Obviously this breaks down for nested object hierarchies or other data that is not easily represented as a 2d table, but otherwise we’ve been quite happy. I think this format solves some other things I’ve wanted, including header comments, inline comments, better alignment, and markdown support.
ASCII (and through it, Unicode) has these values specifically for this purpose.
If RS and US were in common use, there would be a need to have a visible representation for them in the terminal, and a way to enter RS on the keyboard. Pretty soon, strings that contain RS would become much more common in the wild.
Then, one day somebody would need to store one of those strings in a table, and there would be no way to do so without escaping.

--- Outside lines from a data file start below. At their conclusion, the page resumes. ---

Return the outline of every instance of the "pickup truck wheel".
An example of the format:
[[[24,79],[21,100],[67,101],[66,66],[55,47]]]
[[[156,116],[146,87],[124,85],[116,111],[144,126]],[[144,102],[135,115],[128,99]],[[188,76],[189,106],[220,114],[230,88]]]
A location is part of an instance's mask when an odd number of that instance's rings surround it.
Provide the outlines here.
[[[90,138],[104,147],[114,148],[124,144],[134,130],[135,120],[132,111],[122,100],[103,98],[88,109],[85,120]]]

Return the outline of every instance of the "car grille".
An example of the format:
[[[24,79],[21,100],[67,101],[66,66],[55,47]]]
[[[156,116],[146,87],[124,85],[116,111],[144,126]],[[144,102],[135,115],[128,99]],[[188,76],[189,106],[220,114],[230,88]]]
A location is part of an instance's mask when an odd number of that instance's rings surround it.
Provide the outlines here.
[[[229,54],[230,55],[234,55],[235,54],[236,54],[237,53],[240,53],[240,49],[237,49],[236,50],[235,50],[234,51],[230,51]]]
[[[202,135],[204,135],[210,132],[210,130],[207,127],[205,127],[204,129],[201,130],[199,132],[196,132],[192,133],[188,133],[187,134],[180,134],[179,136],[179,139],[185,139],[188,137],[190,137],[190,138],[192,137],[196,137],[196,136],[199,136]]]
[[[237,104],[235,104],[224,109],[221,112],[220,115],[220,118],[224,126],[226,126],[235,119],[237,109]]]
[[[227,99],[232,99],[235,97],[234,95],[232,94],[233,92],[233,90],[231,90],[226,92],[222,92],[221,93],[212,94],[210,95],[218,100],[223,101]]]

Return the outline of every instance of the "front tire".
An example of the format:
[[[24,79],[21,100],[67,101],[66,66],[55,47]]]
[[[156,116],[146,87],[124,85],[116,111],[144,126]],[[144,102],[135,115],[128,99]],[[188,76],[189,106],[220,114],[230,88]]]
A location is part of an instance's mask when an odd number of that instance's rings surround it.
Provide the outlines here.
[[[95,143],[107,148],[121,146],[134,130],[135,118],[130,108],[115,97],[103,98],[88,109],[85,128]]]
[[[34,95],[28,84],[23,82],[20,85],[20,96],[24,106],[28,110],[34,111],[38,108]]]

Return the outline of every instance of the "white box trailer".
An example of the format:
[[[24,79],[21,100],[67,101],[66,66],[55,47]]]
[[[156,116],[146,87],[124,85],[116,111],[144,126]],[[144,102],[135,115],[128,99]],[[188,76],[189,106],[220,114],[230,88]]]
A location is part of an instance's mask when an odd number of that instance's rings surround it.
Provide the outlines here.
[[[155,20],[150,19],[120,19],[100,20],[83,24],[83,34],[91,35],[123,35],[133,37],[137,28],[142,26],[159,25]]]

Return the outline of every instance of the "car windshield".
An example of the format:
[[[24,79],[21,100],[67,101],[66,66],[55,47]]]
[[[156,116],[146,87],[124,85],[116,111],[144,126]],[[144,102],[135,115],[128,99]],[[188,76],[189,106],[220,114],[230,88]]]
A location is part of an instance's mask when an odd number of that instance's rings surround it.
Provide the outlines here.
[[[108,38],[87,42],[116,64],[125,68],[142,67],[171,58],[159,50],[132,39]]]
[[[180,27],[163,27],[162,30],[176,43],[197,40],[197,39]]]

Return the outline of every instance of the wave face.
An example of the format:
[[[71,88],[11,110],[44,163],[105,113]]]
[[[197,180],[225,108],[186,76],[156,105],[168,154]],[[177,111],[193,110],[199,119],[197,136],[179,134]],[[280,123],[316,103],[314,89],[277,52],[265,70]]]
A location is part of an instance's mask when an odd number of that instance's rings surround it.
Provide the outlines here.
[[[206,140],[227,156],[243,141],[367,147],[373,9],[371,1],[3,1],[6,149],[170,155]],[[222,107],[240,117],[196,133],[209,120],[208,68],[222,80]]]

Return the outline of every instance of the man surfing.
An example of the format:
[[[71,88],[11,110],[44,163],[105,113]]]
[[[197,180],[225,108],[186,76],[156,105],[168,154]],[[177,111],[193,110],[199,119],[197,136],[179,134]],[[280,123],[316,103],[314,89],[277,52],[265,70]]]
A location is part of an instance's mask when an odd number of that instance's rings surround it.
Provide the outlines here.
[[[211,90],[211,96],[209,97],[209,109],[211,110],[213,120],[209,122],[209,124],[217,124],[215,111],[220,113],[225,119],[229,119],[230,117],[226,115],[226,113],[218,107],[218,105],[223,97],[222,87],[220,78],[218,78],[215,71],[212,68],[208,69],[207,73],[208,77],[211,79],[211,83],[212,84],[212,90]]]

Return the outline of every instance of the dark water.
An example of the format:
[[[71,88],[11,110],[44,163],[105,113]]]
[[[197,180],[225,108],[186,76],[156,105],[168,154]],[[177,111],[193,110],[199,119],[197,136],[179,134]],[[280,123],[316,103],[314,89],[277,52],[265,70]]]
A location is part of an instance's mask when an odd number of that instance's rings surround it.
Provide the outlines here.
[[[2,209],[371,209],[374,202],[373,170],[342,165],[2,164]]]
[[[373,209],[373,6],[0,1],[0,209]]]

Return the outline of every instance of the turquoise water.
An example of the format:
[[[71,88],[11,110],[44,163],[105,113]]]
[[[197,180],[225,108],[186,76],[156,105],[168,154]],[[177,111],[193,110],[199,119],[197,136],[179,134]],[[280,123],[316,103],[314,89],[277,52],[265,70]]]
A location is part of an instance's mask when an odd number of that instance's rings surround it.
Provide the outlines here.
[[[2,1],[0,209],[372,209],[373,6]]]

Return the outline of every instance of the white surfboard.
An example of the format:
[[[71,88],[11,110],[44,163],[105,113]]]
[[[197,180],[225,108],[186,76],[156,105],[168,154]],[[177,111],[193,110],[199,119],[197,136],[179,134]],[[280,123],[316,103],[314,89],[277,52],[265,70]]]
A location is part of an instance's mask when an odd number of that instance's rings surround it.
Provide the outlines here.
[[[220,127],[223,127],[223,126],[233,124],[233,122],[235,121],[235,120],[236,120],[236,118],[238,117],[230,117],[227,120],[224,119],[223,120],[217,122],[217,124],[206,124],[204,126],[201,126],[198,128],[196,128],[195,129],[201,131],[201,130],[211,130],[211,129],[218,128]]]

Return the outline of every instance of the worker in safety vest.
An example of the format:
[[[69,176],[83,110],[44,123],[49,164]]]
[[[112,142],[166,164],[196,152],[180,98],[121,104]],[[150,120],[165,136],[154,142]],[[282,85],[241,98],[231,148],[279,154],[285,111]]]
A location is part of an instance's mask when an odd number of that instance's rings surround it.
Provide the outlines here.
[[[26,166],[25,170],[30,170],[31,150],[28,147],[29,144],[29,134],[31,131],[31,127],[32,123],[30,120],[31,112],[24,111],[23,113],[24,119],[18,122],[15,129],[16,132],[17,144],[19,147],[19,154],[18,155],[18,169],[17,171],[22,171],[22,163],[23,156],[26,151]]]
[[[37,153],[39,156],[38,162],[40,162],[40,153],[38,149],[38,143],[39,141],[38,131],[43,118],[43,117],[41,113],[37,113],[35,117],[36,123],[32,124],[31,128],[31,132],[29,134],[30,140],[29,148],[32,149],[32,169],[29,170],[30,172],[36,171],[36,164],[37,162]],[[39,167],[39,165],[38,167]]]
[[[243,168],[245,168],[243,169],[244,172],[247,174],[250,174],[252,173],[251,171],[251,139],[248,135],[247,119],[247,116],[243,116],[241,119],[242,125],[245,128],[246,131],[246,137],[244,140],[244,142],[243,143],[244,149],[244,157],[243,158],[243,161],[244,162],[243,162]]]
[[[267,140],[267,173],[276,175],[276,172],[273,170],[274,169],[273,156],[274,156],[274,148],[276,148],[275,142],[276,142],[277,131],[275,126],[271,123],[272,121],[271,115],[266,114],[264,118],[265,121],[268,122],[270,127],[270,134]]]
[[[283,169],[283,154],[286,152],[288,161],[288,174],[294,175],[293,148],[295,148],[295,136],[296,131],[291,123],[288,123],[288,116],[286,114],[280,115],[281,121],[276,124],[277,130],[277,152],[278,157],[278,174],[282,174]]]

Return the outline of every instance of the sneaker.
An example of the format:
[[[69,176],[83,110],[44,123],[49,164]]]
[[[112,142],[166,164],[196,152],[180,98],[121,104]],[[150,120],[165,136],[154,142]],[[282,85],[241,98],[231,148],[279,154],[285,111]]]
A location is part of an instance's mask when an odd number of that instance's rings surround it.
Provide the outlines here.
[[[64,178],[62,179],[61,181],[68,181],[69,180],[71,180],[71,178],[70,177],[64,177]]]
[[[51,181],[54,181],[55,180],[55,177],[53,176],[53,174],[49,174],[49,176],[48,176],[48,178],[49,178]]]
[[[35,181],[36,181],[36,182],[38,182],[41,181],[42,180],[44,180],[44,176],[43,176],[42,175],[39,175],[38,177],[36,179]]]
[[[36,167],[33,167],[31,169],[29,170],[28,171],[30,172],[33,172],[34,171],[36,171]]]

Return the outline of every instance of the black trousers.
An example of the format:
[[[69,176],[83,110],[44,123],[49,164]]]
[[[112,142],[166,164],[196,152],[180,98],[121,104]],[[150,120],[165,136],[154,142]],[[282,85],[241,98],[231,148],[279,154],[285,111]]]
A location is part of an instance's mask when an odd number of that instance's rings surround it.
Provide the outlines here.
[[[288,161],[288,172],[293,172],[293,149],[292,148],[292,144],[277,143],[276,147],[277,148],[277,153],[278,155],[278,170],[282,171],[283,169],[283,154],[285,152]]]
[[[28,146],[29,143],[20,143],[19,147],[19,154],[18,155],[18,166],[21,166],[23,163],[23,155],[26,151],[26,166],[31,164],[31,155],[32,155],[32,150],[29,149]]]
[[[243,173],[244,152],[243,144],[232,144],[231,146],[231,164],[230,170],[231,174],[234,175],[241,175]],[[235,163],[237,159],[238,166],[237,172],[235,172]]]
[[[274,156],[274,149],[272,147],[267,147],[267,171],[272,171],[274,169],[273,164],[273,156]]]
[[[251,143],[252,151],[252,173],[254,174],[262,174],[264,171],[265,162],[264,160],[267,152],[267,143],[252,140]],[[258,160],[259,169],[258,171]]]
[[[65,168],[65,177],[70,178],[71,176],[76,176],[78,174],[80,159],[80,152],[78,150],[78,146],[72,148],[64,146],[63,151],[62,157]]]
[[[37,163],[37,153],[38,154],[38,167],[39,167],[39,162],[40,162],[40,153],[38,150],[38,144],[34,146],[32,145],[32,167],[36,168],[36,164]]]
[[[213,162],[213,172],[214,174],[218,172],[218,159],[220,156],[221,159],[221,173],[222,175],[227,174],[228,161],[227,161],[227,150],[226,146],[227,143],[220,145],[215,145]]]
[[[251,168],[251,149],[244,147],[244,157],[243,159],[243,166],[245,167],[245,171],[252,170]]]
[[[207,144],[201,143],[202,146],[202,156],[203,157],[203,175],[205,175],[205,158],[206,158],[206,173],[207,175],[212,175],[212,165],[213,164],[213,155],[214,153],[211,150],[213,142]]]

I do think that having RS display in the terminal (like a newline followed by some graphic?) and using it would be an improvement over TSV's use of newline for this purpose, but considering that it's not a perfect solution, I can understand why people are not overly motivated to make this happen. The time for this may have been 40+ years ago when a standard for how to display or type it would be feasible to agree upon.
Both already possible, they have official symbols representing them
> Then, one day somebody would need to store one of those strings in a table, and there would be no way to do so without escaping.
Why? But also, yes, escaping also exists, just like in the alternative formats
Notepad++ handles the display and entry of these characters fairly easily. I think they're nowhere as unergonomic as people say they are.